Even for an aid agency used to working in the toughest of conditions, it was a morale-sapping experience, as Stefan Liljegren, the clinic’s field coordinator, made clear. “How much worse will it get?” he said. “I have no idea.” Now, though, it seems we may have some idea — and that at last there may be signs of a breakthrough, or at least progress of a sort. The World Health Organisation (WHO), after months of grim warnings, last week confirmed a decline in the virus’s spread in Liberia, the worst-affected country so far.

And on Wednesday, it dramatically reduced its estimate of the fatalities in Sierra Leone, saying it was nearer 1,000 rather than 1,500.

What this demonstrates is the paucity of reliable data in countries where the health service has been all but paralysed by the virus, and where there are no real figures, only educated guesswork. The new WHO figures are simply a revised set of estimates and as such must be treated with caution. But even so, most health officials now believe there are grounds for tentative optimism.

Thanks to the massive international aid effort led by Britain and America, large numbers of new treatment centres are now being built in Sierra Leone and Liberia. Meanwhile, intensive public health campaigns have finally convinced people that Ebola is not a judgement from God, a witch doctor’s curse or simply a disease that does not exist.

The virus itself, sadly, has been the most formidable public educator of all — after nearly 5,000 deaths across West Africa, far fewer people now ignore the rules about touching bodies at funerals or shaking hands.

None the less, while staff at the MSF clinic in Monrovia are no longer overwhelmed, few expect to pack up their makeshift clinic’s rows of white tents any time soon. Natasha Reyes, the charity’s medical coordinator in Liberia, said there may have been “a behavioural change”, but she believed that some Ebola sufferers may simply be choosing to die in company at home rather than alone in an isolation clinic.

“It is too early to make any real conclusions,” she insisted.

So when might we be able to? Epidemiologists are focused not on a timeline, but on a particular formula called the Reproductive Ratio. Known as R0, or “R-nought”, this is a basic measure of Ebola’s infectiousness. Its current value is between 1.7 and 2.0, which means that every 10 people who become infected will pass the virus on to another 17-20 people before they either die or fight the virus off. If 70 per cent of infected patients can be put in clinical isolation — a figure that may be possible given American and British-led efforts — that ratio will hopefully diminish to less than 1.0, at which point the number of new cases for every set of existing ones should start to fall. By that criteria, the epidemic could be over by late January, according to America’s Centres for Disease Control and Prevention.

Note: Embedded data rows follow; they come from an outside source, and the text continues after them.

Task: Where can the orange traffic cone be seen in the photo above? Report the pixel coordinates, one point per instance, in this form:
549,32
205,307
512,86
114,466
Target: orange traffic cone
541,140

And should that welcome moment come, there will no doubt be those who conclude that this has been yet another global health scare in the manner of the South Asian Respiratory Syndrome (Sars) virus, for which the £225 million (Dh1.3 billion) that Britain has committed to Sierra Leone is yet another example of a bottomless aid budget.

However, bear in mind that international disease epidemics are not cost or resource-predictable beasts. Arguably, the only appropriate level of response is the one that stops it in its tracks.

Besides, even if West Africa is eventually given the Ebola all-clear, it has effectively spent six months in an economic and political coma. Quite apart from the psychological impact of suffering a modern-day equivalent of the Bubonic Plague, government services have all but collapsed, schools have been shut and businesses forced to the wall.

The patient may pull through, but the period of convalescence is likely to be long and painful.